Thus, for prices below RON 85/MWh, the tax remains 60%, as stipulated by GO 7/2013, and for prices higher than RON 85/MWh, the tax will be 80% of the additional revenues.

Oil companies are unhappy with the form in which this law was adopted, hotnews.ro reports.

The tax due on additional income is 60% of the extra income, of which the royalties related to this income are deducted, as well as the investments for the development and expansion of the existing deposits, for the exploration and the development of new production areas, the joint report of the budget committee and industry committee reads.

Following the adoption of this law, the Romanian Petroleum Exploration and Production Companies Association (ROPEPCA) has stated in a press release that it notices “with great concern the recent amendments in Parliament with the purpose of changing the framework in which the petroleum industry operates, aiming to increase the taxation level from 60% to 80% for prices above RON 85/MWh and to make permanent the temporary tax provided by GEO 99/2016 and which were approved and voted by the Chamber of Deputies on 13.06.2017.”

ROPEPCA argues that by applying the additional tax exclusively to domestic production, this will be disadvantaged in relation to imported sources. “The liberalization of natural gas prices is not a phenomenon that justifies an additional tax, but represents the implementation of an objective assumed by Romania at European level to move to normality of a free market and in a unique European market context.

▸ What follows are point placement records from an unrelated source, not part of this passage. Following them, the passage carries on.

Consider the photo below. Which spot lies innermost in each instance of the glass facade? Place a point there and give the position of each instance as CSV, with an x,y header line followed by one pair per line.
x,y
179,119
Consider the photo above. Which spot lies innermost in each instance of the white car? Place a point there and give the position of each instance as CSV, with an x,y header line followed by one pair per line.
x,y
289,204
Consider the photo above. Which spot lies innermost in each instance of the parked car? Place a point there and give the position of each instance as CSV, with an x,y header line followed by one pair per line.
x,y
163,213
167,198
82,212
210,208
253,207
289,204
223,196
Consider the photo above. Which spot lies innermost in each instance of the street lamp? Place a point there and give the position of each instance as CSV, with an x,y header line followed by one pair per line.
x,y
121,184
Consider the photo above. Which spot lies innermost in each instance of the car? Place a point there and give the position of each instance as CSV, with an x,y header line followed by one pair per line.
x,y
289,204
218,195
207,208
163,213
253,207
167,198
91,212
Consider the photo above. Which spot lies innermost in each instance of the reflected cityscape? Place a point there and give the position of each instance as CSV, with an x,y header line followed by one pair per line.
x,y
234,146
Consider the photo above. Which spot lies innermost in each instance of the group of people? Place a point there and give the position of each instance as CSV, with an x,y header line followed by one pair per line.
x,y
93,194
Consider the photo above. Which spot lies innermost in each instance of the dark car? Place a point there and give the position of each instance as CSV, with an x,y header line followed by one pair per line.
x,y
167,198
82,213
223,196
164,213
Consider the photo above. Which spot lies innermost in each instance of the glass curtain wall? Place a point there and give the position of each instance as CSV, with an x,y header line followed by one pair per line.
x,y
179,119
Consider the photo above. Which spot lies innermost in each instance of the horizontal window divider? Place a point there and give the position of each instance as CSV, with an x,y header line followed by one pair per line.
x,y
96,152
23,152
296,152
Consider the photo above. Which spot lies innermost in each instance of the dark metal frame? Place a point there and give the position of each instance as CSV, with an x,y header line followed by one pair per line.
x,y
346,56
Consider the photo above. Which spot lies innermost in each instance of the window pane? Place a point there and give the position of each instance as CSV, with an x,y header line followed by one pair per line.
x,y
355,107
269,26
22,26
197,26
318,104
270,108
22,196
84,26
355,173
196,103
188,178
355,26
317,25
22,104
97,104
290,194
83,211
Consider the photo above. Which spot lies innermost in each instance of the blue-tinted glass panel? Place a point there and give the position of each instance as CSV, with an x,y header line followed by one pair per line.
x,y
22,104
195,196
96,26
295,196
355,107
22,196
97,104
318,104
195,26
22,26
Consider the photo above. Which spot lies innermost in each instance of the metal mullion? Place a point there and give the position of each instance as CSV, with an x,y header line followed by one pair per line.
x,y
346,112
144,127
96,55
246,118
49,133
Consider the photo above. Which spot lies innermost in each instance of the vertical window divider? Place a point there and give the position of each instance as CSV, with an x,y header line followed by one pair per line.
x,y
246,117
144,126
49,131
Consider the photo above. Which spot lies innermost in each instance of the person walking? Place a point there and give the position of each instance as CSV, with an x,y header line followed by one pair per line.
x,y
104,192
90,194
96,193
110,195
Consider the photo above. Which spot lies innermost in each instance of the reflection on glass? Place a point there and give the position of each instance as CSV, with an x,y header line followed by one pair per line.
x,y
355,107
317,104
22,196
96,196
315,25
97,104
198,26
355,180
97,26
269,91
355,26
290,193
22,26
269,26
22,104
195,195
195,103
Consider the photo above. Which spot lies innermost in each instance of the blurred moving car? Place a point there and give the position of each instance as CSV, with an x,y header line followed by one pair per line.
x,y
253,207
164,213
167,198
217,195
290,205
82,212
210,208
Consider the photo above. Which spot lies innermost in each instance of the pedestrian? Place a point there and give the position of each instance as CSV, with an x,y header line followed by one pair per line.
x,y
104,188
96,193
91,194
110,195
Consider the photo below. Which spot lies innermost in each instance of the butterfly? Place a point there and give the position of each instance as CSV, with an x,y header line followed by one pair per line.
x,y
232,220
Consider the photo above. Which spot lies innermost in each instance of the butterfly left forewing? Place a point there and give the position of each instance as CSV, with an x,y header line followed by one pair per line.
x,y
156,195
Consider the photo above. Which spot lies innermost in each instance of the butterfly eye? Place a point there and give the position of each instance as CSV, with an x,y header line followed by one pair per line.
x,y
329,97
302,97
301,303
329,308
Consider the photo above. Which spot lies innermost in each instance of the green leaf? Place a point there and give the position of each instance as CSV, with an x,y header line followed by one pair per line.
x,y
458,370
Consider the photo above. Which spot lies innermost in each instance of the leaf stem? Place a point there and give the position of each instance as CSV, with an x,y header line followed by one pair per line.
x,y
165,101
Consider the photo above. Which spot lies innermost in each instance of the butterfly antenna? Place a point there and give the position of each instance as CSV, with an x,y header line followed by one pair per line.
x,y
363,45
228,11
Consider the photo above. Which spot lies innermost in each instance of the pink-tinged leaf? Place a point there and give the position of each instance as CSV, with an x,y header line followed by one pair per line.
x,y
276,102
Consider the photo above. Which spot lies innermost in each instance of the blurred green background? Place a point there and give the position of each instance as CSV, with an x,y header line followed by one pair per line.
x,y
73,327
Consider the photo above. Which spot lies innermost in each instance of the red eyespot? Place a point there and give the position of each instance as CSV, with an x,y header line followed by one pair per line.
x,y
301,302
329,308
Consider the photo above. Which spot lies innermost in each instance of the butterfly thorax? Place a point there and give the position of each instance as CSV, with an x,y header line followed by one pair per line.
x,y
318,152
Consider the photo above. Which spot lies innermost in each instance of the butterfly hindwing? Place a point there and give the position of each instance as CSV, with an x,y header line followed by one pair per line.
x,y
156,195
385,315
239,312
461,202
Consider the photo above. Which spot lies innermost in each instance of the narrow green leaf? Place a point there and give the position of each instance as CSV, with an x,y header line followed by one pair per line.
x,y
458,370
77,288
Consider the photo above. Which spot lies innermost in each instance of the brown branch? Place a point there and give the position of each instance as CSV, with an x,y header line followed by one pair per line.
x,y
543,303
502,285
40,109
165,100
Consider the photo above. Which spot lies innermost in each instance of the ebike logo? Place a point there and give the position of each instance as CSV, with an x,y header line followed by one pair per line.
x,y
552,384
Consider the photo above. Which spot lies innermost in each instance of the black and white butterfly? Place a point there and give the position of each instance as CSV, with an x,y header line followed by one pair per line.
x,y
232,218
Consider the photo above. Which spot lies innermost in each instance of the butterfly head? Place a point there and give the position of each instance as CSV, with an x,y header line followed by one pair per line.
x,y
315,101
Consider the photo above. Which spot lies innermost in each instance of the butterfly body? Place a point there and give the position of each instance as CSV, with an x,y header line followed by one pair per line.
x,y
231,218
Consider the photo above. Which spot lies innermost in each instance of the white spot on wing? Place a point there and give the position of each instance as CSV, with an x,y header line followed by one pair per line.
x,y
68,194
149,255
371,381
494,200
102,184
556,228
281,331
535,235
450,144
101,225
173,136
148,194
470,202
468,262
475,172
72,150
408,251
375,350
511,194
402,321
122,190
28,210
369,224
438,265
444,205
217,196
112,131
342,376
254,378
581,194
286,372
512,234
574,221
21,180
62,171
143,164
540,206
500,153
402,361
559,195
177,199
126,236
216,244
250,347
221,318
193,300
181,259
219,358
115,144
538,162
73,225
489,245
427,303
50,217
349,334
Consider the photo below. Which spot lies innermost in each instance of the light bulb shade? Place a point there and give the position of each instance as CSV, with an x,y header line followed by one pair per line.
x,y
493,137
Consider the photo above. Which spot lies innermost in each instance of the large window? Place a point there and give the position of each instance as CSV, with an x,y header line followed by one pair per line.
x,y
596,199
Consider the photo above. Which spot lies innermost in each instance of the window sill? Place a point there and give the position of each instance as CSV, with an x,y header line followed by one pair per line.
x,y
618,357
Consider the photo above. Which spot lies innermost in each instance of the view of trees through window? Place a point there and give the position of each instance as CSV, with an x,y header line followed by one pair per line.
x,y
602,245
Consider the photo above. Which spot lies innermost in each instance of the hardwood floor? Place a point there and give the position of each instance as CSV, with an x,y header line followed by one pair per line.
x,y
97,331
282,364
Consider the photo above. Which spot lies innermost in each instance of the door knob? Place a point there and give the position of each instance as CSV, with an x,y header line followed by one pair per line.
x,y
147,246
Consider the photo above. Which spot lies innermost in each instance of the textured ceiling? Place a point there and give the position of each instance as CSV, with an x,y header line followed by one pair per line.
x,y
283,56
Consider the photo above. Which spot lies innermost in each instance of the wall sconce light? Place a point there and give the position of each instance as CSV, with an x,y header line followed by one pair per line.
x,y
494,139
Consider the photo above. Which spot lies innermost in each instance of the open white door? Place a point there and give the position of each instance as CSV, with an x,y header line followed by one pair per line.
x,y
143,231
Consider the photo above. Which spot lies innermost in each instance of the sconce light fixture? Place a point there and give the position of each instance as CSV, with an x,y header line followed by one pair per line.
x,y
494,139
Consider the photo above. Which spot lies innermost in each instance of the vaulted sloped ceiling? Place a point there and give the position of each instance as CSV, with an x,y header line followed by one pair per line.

Moreover, the increase of the quota is not justified by the current level of taxation of the Romanian industry. According to a recent Deloitte survey, while the effective average rate of royalties and other similar taxes on revenues have increased in Romania from 15% in 2014 to 17.5% in 2016, the average tax rate in Europe (excluding the Groeningen deposit in the Netherlands with a special tax regime) has fallen from 9.3% in 2014 to 7.9% in 2015,” reads the ROPEPCA press release.